Even though surgery has become safer and more efficient over the last several decades, preventable intra-operative adverse events still occur in a large number of cases. In this talk, I will present how intra-operative data in operating rooms (ORs) can be leveraged to detect, analyze, and support surgical activities. In particular, I will highlight how artificial intelligence can improve surgical quality and safety by providing clinicians and staff with cognitive aids that can enhance the performance of timeout and safety procedures, both within the OR by analyzing team activities and within the patient by analyzing tool tissue interactions.
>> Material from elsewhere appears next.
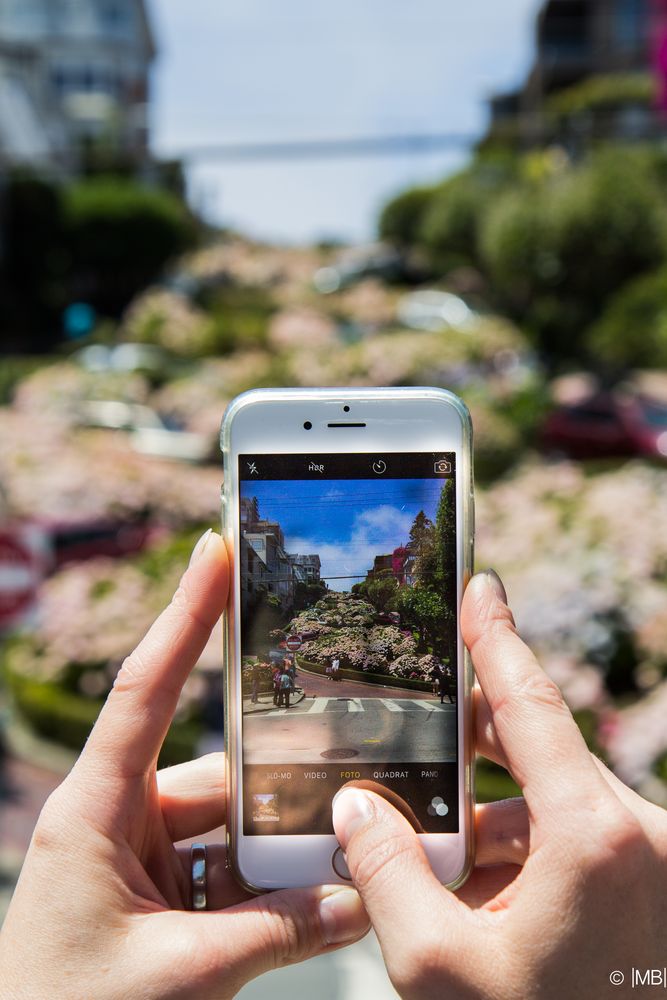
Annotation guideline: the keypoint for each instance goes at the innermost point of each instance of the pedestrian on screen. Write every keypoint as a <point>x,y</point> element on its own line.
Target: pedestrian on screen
<point>444,684</point>
<point>285,689</point>
<point>254,696</point>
I will present recent unsupervised approaches aimed at analyzing video data captured from multiple room and endoscopic cameras and at scaling AI deployment in surgery by reducing dependency on annotations and expanding to a broader range of clinical applications. I will conclude with our current efforts to build a generalist vision-language model for surgery, trained using supervisory signals derived from surgical video lectures available on e-learning platforms, that can tackle in a zero-shot manner multiple surgical tasks and procedures without fine-tuning. By integrating all these approaches, we aim to build a surgical control tower for the OR of the future that is able to understand surgical processes and assist surgical teams, thus improving surgical care for patients.

Biography:

Nicolas PadoyNicolas Padoy is a Professor of Computer Science at the University of Strasbourg, France, and the Scientific Director as well as Director of Computer Science and Artificial Intelligence Research at the IHU Strasbourg, a leading institute for minimally invasive surgery. He leads the CAMMA research group (Computational Analysis and Modeling of Medical Activities), which focuses on leveraging multimodal data from operating rooms with machine learning and computer vision to develop cognitive assistance systems and enhance human-machine collaboration. His research aims to improve the safety, quality, and efficiency of surgical procedures. In 2020, Nicolas Padoy was awarded a national AI Chair by the Agence Nationale de la Recherche (ANR) for his project AI4ORSafety and, in 2023, a prestigious European ERC Consolidator Grant for his project CompSURG. He was elected MICCAI Fellow in 2024 and is currently General Chair of the international IPCAI conference. Nicolas Padoy completed his PhD in 2010 jointly between the Technical University of Munich, Germany, and INRIA/University Henri Poincaré, France. Subsequently, he was a postdoctoral researcher and later an Assistant Research Professor in the Laboratory for Computational Interactions and Robotics at the Johns Hopkins University, USA.